Visualizing the results of word2vec using Python


By | mate POCS
Compile VK
Source: towards Data Science

Word2vec is definitely the most interesting concept I have encountered in natural language processing research. Imagine an algorithm that can successfully simulate and understand the meaning of words and their functions in language. It can measure the proximity between words in different topics.

I think it would be interesting to visually represent word2vec vectors: in essence, we can get the vectors of countries or cities, apply principal component analysis to reduce the dimensions, and put them on a two-dimensional chart. Then, we can observe the visualization results.

In this article, we will:

  • The word 2vec theory is discussed in a broad sense;

  • Download the original pre training vector;

  • Look at some interesting applications: such as arithmetic operations on some words, such as the famous King man + woman = queen equation

  • From the word2vec vector, see how accurately we can plot the capital of Europe.

Word2vec’s original research paper and pre training model are from 2013. Considering the expansion speed of NLP literature, it is an old technology at present. Newer methods include glove (which is faster and can be trained on a smaller corpus) and fasttext (which can handle character level n-gram).

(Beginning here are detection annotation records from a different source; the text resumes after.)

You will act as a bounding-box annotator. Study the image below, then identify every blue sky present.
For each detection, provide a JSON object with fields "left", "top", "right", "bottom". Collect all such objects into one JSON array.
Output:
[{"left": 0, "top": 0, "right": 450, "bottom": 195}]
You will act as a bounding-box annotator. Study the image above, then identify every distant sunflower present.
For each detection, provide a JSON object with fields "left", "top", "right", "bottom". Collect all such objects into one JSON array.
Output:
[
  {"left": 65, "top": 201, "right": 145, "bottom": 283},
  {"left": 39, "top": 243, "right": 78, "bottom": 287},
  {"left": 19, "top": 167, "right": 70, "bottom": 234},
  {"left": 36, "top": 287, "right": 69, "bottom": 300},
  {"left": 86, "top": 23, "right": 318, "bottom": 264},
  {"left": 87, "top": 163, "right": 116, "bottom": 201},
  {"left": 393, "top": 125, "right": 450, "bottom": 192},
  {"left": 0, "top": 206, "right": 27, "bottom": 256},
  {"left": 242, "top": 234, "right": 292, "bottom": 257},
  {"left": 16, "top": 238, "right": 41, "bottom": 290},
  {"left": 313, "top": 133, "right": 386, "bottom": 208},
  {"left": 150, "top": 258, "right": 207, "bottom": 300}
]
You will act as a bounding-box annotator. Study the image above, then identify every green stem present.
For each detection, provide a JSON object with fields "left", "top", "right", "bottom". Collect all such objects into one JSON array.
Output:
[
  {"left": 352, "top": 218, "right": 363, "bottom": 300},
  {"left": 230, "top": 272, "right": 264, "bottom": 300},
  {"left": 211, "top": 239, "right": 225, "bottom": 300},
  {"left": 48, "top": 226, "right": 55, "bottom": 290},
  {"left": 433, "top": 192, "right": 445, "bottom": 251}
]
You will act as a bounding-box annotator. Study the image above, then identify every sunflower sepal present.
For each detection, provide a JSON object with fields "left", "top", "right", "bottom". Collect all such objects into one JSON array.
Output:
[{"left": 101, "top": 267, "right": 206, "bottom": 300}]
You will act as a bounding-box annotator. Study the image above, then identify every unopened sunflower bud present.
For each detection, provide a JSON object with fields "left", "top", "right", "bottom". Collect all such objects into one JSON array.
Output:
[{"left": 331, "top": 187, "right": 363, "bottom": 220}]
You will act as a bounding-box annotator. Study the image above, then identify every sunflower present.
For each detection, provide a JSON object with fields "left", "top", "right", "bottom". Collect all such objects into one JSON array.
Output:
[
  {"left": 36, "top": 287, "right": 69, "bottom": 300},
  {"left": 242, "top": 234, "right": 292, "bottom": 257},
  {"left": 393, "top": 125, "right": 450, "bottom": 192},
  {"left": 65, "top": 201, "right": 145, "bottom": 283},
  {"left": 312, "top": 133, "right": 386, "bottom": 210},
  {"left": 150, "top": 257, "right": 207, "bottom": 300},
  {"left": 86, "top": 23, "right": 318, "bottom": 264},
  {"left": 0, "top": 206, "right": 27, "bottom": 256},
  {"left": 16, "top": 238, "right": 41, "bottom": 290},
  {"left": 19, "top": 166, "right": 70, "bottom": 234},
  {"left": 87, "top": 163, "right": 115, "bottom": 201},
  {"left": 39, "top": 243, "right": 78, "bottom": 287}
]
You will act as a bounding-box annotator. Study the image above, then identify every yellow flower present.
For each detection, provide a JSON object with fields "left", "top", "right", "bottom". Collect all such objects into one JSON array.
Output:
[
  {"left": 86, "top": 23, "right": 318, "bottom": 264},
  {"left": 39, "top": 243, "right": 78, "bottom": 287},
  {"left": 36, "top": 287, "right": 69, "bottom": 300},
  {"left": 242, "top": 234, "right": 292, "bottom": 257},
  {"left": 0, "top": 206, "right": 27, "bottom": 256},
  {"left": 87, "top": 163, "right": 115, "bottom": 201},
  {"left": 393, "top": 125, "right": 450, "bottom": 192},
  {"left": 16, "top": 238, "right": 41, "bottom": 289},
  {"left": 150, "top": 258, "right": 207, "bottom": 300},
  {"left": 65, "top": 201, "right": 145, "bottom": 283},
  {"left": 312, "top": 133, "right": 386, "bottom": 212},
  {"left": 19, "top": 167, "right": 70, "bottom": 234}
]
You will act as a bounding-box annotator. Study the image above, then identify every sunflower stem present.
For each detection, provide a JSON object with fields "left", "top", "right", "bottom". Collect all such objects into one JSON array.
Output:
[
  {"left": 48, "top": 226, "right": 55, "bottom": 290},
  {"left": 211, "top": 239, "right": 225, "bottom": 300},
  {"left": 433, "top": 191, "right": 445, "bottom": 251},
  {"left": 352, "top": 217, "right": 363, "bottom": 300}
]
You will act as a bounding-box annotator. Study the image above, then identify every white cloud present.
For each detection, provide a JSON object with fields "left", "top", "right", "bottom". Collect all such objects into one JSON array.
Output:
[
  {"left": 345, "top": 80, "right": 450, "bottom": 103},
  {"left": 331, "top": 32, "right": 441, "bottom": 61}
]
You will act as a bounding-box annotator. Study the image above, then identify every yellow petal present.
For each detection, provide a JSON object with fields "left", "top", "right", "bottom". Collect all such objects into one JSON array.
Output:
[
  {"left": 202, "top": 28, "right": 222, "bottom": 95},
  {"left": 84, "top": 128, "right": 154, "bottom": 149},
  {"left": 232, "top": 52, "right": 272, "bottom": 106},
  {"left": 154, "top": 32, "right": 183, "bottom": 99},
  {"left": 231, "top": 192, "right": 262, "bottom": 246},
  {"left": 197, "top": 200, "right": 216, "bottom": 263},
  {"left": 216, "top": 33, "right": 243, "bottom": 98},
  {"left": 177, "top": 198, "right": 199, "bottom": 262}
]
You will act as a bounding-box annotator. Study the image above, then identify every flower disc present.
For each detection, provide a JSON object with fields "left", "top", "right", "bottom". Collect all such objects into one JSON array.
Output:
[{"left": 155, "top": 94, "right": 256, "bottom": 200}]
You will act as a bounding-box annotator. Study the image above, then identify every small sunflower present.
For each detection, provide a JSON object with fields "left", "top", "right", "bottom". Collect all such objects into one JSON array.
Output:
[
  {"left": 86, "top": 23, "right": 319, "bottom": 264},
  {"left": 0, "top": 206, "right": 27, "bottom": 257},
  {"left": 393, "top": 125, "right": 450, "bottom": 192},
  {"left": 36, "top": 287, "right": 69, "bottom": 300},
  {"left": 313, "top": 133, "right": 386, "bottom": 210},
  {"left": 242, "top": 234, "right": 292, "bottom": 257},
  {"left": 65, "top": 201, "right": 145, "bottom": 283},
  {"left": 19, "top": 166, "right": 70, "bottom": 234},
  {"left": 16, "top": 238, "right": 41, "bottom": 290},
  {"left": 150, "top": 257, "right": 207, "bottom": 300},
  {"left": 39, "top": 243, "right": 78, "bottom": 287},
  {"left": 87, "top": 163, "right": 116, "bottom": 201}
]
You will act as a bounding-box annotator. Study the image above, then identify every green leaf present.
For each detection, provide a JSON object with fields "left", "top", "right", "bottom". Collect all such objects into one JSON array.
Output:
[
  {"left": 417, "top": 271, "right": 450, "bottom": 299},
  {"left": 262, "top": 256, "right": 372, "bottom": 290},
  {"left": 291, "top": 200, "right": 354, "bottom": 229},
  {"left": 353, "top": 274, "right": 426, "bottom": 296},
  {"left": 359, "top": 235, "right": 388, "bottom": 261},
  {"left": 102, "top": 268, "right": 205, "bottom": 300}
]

Introduction to quick word2vec

One of the core concepts of natural language processing is how to quantify words and expressions so that they can be used in the model environment. This mapping of language elements to numerical representations is called word embedding.

Word2vec is a word embedding process. The concept is relatively simple: by circulating sentence by sentence in the corpus to fit a model, the current word is predicted according to the adjacent words in the predefined window.

For this purpose, it uses a neural network, but in fact, in the end, we do not use the predicted results. Once the model is saved, we only save the weight of the hidden layer. In the original model we will use, there are 300 weights, so each word is represented by a 300 dimensional vector.

Note that two words do not have to be close to each other to be considered similar. If two words never appear in the same sentence, but they are usually surrounded by the same, it is certain that they have similar meanings.

There are two modeling methods in word2vec: skip gram and continuous bag of words. Both methods have their own advantages and sensitivity to some super parameters… But do you know? We will not fit our own model, so I won’t spend time on it.

Of course, the word vector you get depends on the corpus of your training model. Generally speaking, you do need a huge corpus, a trained version of Wikipedia, or news articles from different sources. The results we’re going to use are trained on Google News.

How to download and install

First, you need to download the pre training word2vec vector. You can choose from a variety of models that are trained for different types of documents.

I used the original model. I was trained on Google News. You can download it from many sources. Just search “Google News vectors negative 300”. Alternatively, download here:。

Note that this file is 1.66 GB, but it contains a 300 dimensional representation of 3 billion words.

When it comes to using word2vec in Python, again, you have a lot of packages to choose from, and we will use the gensim library. Suppose the file is saved in word2vec_ In the pre trained folder, you can load it with Python. The code is as follows:

from gensim.models.keyedvectors import KeyedVectors

word_vectors = KeyedVectors.load_word2vec_format(\
    './word2vec_pretrained/GoogleNews-vectors-negative300.bin.gz', \
    binary = True, limit = 1000000)

The limit parameter defines the number of words to import. One million is enough for me.

Explore word2vec

Now that we have the word2vec vector, we can see some interesting uses of it.

First, you can actually check the vector representation of any word:


The result, as we expected, is a 300 dimensional vector, and this vector is difficult to explain. We calculate the new vector by adding and subtracting these vectors, and then calculate the cosine similarity to find the closest matching word.

You can use most_ The similar function finds synonyms, and the topn parameter defines the number of words to list:

word_vectors.most_similar(positive = ['nice'], topn = 5)


[('good', 0.6836092472076416),
 ('lovely', 0.6676311492919922),
 ('neat', 0.6616737246513367),
 ('fantastic', 0.6569241285324097),
 ('wonderful', 0.6561347246170044)]

Now, you may think that in a similar way, you can also find the antonym. You may think that you only need to use the word “nice” as an antonymnegativeInput. But the result is

[('J.Gordon_###-###', 0.38660115003585815),
 ('M.Kenseth_###-###', 0.35581791400909424),
 ('D.Earnhardt_Jr._###-###', 0.34227001667022705),
 ('G.Biffle_###-###', 0.3420777916908264),
 ('HuMax_TAC_TM', 0.3141660690307617)]

These words actually mean the word furthest from the word “nice”.

usedoesnt_matchThe function can find the abnormal words:

['Hitler', 'Churchill', 'Stalin', 'Beethoven'])

returnBeethoven。 I think it’s convenient.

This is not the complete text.